I finanzieri del Comando Provinciale di Catanzaro, con la collaborazione del Servizio Centrale Investigazione sulla Criminalità Organizzata di Roma, coordinati dalla Direzione Distrettuale Antimafia di Catanzaro, hanno dato esecuzione al decreto con il quale il locale Tribunale, nell’ambito del procedimento di prevenzione instaurato nei confronti di due esponenti di primissimo piano della criminalità organizzata crotonese, ha disposto il sequestro, finalizzato all’applicazione della confisca prevista dal Codice Antimafia, dell' ingente patrimonio del valore stimato di oltre 7,5 milioni di euro - affidandone la gestione ad un amministratore giudiziario - di Alfonso Mannolo, l'83enne ritenuto a capo dell'omonima cosca di San Leonardo di Cutro, e del figlio Remo.
Sia l'anziano boss sia il figlio Remo sono stati condannati, nel maggio dello scorso anno, dal tribunale di Crotone a 30 e 19 anni di reclusione, a conclusione del processo di primo grado scaturito dall'operazione 'Malapianta' con la quale nel 2019 la Guardia di finanza ha portato alla luce le attività del clan di San Leonardo di Cutro che opprimeva le attività economiche della zona al confine tra le province di Crotone e Catanzaro ed in particolare i villaggi turistici della zona ai quali veniva chiesto il pizzo anche attraverso minacce di morte.

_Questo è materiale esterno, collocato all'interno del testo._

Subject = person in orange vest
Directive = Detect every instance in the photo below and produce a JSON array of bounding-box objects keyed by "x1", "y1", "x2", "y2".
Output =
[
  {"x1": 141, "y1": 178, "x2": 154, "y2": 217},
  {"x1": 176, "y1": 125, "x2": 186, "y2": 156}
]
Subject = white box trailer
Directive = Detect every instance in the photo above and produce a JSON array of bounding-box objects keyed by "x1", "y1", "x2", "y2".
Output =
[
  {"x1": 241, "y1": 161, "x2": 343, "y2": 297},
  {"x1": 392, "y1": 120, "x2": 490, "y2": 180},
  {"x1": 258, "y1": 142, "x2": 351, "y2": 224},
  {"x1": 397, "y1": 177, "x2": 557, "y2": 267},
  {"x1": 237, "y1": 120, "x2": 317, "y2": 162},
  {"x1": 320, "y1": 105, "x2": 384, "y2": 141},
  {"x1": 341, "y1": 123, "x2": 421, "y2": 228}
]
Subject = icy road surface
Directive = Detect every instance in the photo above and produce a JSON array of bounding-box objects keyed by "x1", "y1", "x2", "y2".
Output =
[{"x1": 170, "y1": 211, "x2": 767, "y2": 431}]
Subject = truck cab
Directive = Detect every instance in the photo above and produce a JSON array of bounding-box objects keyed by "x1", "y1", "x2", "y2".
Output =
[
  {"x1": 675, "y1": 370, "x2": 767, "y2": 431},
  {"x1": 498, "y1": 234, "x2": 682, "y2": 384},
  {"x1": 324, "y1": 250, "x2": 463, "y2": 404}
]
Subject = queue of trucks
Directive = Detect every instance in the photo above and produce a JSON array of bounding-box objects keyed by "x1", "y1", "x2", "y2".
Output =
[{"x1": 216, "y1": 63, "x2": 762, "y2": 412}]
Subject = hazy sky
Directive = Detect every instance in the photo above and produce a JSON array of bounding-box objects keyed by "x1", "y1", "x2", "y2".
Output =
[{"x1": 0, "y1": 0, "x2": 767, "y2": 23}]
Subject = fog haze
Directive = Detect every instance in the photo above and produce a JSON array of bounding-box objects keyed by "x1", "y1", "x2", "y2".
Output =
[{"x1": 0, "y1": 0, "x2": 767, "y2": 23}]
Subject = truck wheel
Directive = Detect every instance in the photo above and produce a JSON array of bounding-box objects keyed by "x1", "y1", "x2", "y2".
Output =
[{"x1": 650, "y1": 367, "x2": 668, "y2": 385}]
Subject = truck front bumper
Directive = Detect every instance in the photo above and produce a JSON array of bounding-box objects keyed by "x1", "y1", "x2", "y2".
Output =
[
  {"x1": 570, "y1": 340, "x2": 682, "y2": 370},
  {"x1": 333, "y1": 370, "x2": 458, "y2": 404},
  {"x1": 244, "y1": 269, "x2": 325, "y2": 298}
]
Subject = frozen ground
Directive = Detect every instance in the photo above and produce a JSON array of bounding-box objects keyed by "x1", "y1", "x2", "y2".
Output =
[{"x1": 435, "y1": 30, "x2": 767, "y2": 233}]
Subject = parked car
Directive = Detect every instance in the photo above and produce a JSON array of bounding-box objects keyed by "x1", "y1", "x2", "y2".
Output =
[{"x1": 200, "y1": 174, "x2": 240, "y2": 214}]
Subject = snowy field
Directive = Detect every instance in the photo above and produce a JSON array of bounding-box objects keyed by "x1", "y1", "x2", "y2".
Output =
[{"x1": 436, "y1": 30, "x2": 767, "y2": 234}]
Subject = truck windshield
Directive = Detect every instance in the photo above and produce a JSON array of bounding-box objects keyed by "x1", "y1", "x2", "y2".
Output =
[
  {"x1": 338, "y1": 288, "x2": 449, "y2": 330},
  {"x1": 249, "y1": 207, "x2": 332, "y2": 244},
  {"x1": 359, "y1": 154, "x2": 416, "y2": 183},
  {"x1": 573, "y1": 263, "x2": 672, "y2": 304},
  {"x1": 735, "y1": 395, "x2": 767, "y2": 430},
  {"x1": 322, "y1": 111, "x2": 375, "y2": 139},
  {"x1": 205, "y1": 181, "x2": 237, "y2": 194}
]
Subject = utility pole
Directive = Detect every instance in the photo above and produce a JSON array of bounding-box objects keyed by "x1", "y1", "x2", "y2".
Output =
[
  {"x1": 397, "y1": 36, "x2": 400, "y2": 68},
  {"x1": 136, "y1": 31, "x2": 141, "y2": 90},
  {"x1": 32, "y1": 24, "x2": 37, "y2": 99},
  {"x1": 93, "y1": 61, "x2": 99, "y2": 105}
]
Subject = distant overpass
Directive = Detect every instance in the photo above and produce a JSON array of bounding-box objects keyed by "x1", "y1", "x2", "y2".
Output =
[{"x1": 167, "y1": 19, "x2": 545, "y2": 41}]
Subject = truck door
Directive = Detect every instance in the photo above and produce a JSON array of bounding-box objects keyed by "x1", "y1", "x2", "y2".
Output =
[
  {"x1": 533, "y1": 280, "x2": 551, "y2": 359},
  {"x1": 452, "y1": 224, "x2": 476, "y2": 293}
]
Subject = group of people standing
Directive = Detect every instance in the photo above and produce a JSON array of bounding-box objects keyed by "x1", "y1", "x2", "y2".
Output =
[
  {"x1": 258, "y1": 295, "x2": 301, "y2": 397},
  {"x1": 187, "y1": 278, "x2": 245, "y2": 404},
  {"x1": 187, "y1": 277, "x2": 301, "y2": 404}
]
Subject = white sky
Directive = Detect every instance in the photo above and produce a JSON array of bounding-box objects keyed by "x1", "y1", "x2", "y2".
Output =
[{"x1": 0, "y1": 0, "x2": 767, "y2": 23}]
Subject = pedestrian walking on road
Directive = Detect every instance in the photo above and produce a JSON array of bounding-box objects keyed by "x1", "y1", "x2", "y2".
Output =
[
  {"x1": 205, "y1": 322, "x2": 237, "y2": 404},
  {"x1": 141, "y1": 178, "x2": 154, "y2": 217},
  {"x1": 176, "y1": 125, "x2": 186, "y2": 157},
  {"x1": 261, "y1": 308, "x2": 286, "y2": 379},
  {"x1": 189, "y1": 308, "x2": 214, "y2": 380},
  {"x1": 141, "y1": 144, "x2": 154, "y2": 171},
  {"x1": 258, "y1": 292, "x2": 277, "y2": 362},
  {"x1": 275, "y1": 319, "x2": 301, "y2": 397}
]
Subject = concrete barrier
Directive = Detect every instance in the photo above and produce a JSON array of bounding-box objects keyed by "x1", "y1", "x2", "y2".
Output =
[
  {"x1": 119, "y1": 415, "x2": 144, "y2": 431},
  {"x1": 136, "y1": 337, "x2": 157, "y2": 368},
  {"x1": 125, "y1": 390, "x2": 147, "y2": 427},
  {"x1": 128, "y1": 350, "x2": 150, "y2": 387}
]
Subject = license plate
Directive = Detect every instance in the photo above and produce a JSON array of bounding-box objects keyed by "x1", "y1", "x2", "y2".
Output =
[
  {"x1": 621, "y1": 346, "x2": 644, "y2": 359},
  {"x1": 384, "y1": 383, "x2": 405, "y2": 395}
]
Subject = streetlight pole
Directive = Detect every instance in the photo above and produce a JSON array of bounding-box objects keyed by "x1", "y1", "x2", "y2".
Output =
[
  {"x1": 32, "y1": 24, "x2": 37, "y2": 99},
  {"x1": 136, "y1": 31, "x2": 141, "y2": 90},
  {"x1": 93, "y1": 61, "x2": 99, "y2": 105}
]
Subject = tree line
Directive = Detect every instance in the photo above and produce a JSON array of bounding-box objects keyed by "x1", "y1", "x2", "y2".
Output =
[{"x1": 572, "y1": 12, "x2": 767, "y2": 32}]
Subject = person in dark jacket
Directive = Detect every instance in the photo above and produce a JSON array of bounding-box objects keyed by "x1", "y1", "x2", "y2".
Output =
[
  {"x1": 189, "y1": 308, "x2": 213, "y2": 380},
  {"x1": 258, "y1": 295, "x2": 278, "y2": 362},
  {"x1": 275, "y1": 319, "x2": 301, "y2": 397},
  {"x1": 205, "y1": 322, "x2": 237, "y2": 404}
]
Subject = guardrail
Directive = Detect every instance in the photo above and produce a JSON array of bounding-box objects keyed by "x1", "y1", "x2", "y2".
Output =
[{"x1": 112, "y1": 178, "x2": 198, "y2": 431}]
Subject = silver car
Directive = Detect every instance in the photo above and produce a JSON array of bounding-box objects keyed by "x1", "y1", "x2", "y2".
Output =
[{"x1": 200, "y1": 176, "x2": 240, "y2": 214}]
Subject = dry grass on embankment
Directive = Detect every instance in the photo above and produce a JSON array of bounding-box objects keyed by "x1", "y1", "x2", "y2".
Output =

Al momento dell'arresto gli inquirenti hanno scoperto che Alfonso Mannolo percepiva anche il reddito di cittadinanza. Oltre al dominio incontrastato nel traffico di droga fra le due province e l’usura praticata nei confronti di diversi imprenditori anche al nord Italia, il boss locale di San Leonardo di Cutro infatti da anni esercitava la sua influenza sulla gestione dei più importanti villaggi turistici del territorio. La cosca imponeva assunzioni di lavoratori vicini alla consorteria ‘ndranghetista nonché i fornitori di beni e servizi anch’essi graditi alle cosche. L’operazione Malapianta ha rivelato che il clan di San Leonardo agiva in rapporto di dipendenza funzionale con la cosca Grande Aracri di Cutro, egemone in tutta la provincia, versandole le 'royalties' per l'autorizzazione del pizzo
Il Tribunale di Catanzaro, condividendo la ricostruzione economico-patrimoniale svolta dagli specialisti del Nucleo di polizia economico-finanziaria – G.I.C.O., ha ritenuto i proposti portatori di pericolosità sociale “qualificata” (essendo essi indiziati di appartenere ad un’associazione criminale di stampo mafioso e di aver commesso, tra gli altri, reati di estorsione, trasferimento fraudolento di valori, usura, etc.) e disposto il sequestro di un ingente patrimonio nella loro disponibilità, composto da aziende, autovetture, rapporti finanziari e beni immobili, in quanto nettamente sproporzionato rispetto al reddito dichiarato o all’attività economica svolta. Secondo il collegio, sia i proposti che i loro familiari hanno sempre dichiarato redditi modesti e mantenuto al contempo un tenore di vita elevato, circostanze che, considerate unitamente ai gravi episodi delittuosi di cui negli anni si sono resi protagonisti e alla sistematica inosservanza alle leggi, fanno ritenere i beni nella loro disponibilità come frutto di proventi illeciti.